Constructing a Positive Definite Matrix

Question

I've recently been learning some linear algebra in preparation for university next year. I've just read a section on positive definite matrices and found a question that I have no idea how to answer.

We assume that $A$ is an $n\times n$ positive definite matrix. We also assume that $A$ is symmetric. We then take two $n$ dimensional vectors $x,y$ of real numbers such that $x^{T}y>0$. We then construct the matrix $$B=A-\frac{Axx^{T}A^{T}}{x^{T}Ax}+\frac{yy^{T}}{x^{T}y}$$

Is this matrix positive definite?

My initial thought was to try and see if $a^{T}Ba>0$ for some $n$ dimensional vector $a$ of real numbers, but I get pretty stumped with that.

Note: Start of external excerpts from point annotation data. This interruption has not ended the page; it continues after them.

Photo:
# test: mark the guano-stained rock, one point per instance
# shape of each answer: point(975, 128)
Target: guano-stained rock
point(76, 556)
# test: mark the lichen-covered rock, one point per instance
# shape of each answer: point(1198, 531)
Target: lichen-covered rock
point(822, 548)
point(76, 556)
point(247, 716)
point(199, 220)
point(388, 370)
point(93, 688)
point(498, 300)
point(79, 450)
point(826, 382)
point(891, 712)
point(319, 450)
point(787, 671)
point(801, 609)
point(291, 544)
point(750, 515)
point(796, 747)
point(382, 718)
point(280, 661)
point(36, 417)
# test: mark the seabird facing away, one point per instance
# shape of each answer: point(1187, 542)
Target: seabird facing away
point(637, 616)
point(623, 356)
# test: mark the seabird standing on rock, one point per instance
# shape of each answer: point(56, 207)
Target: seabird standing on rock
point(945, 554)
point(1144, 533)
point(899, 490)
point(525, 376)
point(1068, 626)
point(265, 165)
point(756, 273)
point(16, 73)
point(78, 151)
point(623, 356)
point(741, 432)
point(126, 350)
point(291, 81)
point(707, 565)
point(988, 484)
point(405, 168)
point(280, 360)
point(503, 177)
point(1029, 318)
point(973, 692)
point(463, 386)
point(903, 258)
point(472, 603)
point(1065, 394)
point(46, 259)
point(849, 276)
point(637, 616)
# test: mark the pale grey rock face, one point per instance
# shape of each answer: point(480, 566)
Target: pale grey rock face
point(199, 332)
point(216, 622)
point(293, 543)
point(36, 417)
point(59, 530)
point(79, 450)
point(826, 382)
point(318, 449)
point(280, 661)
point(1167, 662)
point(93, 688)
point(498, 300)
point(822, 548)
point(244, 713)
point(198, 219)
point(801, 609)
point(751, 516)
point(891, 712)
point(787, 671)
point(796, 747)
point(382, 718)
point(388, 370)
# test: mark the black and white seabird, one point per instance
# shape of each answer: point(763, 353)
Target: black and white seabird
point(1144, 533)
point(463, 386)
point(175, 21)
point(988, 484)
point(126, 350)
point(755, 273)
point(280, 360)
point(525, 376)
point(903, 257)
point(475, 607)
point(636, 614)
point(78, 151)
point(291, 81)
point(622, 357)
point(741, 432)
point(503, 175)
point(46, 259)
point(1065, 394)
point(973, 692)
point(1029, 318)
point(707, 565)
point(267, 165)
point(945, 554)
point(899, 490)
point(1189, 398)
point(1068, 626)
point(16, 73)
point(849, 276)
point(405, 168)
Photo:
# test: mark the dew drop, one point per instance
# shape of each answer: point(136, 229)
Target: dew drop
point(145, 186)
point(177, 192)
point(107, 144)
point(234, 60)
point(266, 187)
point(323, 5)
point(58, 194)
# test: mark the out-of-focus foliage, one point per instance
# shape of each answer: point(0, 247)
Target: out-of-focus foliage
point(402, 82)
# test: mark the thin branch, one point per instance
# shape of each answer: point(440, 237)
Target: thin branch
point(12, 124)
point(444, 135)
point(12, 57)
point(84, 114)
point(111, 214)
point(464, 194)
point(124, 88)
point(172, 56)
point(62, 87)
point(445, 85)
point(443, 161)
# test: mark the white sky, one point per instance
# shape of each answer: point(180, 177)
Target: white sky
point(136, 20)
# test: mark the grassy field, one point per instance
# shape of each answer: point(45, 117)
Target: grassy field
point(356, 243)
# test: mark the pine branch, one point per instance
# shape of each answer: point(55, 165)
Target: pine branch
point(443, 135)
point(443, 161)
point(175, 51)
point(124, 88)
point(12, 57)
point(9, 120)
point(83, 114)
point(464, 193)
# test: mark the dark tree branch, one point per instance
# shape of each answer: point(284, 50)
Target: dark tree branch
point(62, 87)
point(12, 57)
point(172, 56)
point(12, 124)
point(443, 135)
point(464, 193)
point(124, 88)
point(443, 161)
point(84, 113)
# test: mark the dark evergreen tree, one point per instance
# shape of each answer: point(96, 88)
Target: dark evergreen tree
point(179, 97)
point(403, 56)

Does anyone have any hints?

Answer 1

Observe by Cauchy-Schwarz inequality, we have \begin{align} |\xi^TAx|^2 = |\xi^T A^{1/2}A^{1/2}x|^2 \leq |\xi^TA\xi||x^TAx| \end{align} Then it follows \begin{align} \xi^TB\xi = \xi^TA\xi -\frac{|\xi^TAx|^2}{x^TAx} +\frac{|\xi^Ty|^2}{x^Ty}\geq 0. \end{align} If $\xi$ is not perpendicular to $y$, we see that $\xi^TB\xi>0$. If $\xi$ is orthogonal to $y$, then we have \begin{align} \xi^TB\xi = \xi^TA\xi - \frac{|\xi^TAx|^2}{x^TAx} \end{align} which equals zero if and only if $\xi =\lambda x$. But since $\xi \perp y$, then $\xi$ can't be parallel to $x$. Hence it follows $B$ is indeed positive definite.

Answer 2

Let $z\neq 0$ be a vector $\in \Bbb{R}^n$. One has

$$(x+tz)^TA(x+tz)=x^TAx+t(z^TAx+xAz^T)+t^2z^TAz\geq 0 \forall t\in \Bbb{R}$$

The inequality being strict unless $\exists t_0 x=t_0z$. Now keep in mind that $A^T=A$ that yields $xAz^T=z^TAx$ The discriminant of the quadratic in $t$ is negative and we get

$$\left(z^TAx\right)^2-\left(x^TAx\right)\left(z^TAz\right)\leq 0$$

Dividing by $x^TAx\neq 0$ because $A$ is positive definite, keeping in mind that $(z^TAx)^T=z^TAx$ (it is a real)

$$\left(z^TAz\right)\geq {z^TAxx^TAz\over x^TAx}$$

Now ${z^Tyy^Tz\over x^Ty}\gt 0$ and we have proven that

$$z^TBz\gt 0$$